Speaking to Vanguard on the development, Mr Emmanuel Ogbor, said that terminal operators are already collating the delivery data and gathering all necessary document with which to tackle the state government over the traffic law which they described as obnoxious.

Effort to speak with the President of the Seaport Terminal Operators Association of Nigeria (STOAN), Princess Nikky Hastrrup, was abortive as she was said not to be in the office.

STOAN spokesman, Mr. Bolaji Akinola, however, condemned that law, saying that it is inimical to the progress of not only the ports, but the nation’s economy.

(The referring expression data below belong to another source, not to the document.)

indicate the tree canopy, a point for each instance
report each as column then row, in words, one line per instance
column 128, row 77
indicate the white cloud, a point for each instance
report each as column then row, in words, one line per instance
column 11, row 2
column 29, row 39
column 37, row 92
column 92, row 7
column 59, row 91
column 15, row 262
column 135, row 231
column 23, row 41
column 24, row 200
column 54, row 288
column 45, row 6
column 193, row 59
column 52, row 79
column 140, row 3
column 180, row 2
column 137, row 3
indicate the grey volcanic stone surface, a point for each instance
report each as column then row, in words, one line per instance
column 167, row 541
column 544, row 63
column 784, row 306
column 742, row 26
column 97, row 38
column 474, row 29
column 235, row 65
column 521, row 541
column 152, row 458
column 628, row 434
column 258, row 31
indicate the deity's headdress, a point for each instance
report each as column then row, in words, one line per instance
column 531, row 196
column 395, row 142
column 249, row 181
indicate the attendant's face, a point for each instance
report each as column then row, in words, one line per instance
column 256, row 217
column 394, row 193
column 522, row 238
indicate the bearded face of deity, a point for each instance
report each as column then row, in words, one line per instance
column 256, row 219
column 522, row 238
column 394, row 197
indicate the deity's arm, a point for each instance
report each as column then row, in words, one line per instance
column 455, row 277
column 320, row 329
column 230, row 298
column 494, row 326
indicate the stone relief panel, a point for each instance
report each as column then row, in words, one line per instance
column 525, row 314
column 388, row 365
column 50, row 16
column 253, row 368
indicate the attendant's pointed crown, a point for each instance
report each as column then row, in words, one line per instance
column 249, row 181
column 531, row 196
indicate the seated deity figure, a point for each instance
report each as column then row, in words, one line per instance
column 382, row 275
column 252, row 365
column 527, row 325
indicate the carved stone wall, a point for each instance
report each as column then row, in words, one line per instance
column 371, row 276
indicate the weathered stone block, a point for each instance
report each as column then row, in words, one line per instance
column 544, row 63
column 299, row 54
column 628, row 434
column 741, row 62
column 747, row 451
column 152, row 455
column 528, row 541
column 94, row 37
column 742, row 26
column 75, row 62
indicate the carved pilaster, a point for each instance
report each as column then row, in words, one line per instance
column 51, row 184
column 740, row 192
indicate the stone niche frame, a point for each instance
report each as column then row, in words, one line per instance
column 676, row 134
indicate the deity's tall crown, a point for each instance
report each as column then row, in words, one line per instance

It would be recalled that a seasoned freight forwarder and logistics expert, Mr Lucky Amiwero, had told the Lagos State House of Assembly that the move to restrict the movement of containers in and out of the ports was tantamount to bringing the nation’s economy to a halt.

Besides Amiwero’s opposition to the law, the National Union of Road Transport Workers (NURTW) had also kicked against the law and have been discussing with government on how best to manage the situation.

Although the new law restricts the activities of members of the National Union of Road Transport Workers to their offices, and forbids the extortion of money from commercial vehicle operators in Lagos, investigations show that the law has not stopped gangs of extortionists at nearly every bus stop in Lagos, as this group of people still operate in different parts of the metropolis unchecked.

At Onipanu Bus Stop, some members of the NURTW in uniform were seen operating outside their offices, collecting levies, and forcefully selling tickets to commercial bus drivers.

A similar scenario replayed in Fadeyi and Ikeja areas where touts were busy extorting money from bus drivers. Some commercial motorcyclists popularly called okada riders, have asked a Lagos High Court in Ikeja to void a section of the new Lagos State Traffic Law prohibiting their operations on major highways.

The plaintiff, through their counsel, Mr. Bamidele Aturu, filed the suit under the aegis of Incorporated Trustees of All Nigerians Autobike Commercial Owners and Workers Association.

Aturu, in the suit, urged the court to declare that the Lagos State government lacks the power to regulate traffic on the said major highways because they are federal road.

The Lagos State government’s  the Attorney-General, Mr. Ade Ipaye, and the state House of Assembly are  the three defendants in the suit.

The human rights lawyer wants the court to declare “that the major highways in Lagos listed in Items 1-11 and other part of Schedule II to the Lagos State Road Traffic Law, No. 4 of 2012 are Federal Trunk or Highway Roads within the meaning of the Federal Highways Act, cap F13, Laws of the Federation of Nigeria, 2004.”

Aturu sought the court for “a declaration that the defendants have no power whatsoever to make any law to regulate traffic on any of the federal trunk or highway roads listed in Schedule II to the Lagos State Road Traffic Law, No 4 of 2012 and in the Federal Highways Act, cap F13, Laws of the Federation of Nigeria, 2004.”